Operational Runbooks¶

Scope¶

This file covers operational runbook and playbook design decisions: runbook structure and standardization, incident response playbooks, automated vs. manual execution, runbook-as-code tooling, on-call documentation, post-incident review practices, runbook maintenance, integration with monitoring and alerting, game day validation, and SRE operational practices. For alerting and monitoring tool selection, see general/observability.md. For disaster recovery runbooks specifically, see general/disaster-recovery.md.

Checklist¶

Why This Matters¶

Operational runbooks are the bridge between alerting systems that detect problems and engineers who fix them. Without well-structured runbooks, incident response depends entirely on tribal knowledge — whichever engineer happens to remember how to fix a particular problem. This creates single points of failure in the on-call rotation, extends mean time to resolution (MTTR) when the knowledgeable engineer is unavailable, and makes onboarding new team members unnecessarily painful. A 15-minute fix becomes a 2-hour investigation when the engineer has never seen the problem before and has no documented procedure to follow.

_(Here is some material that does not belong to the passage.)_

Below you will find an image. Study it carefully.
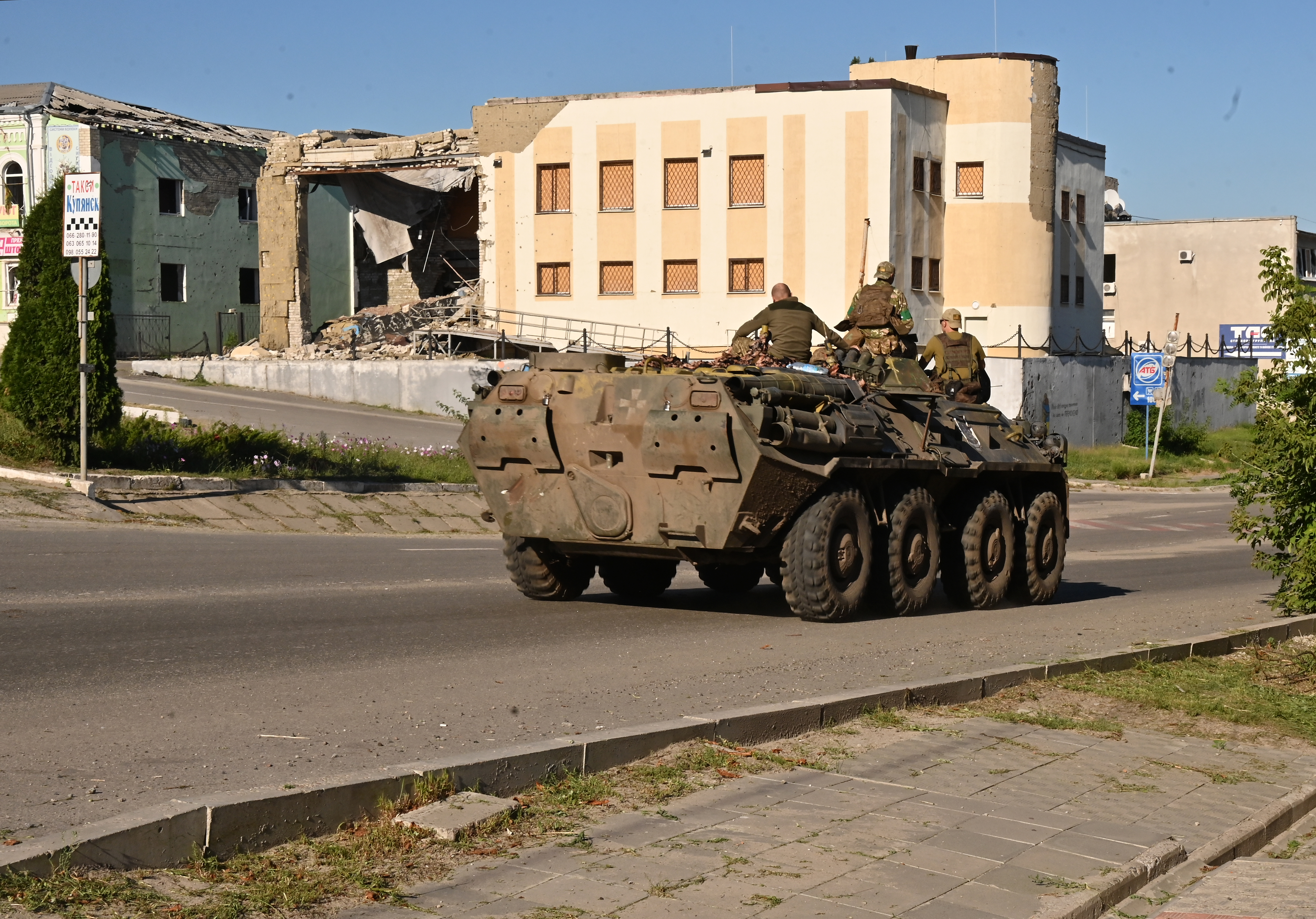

The distinction between automated and manual runbooks is a critical cost-benefit decision. Automating every runbook sounds appealing but carries real risks: automated remediation for a misdiagnosed problem can make things worse (restarting a service that is crash-looping due to a configuration error just restarts the crash loop faster), and maintaining automation for rarely-triggered runbooks costs more in engineering time than the manual execution it replaces. The most effective approach is to automate high-frequency, low-risk remediations (disk cleanup, certificate renewal, service restart) while keeping human judgment in the loop for destructive actions, complex failovers, and novel failure modes.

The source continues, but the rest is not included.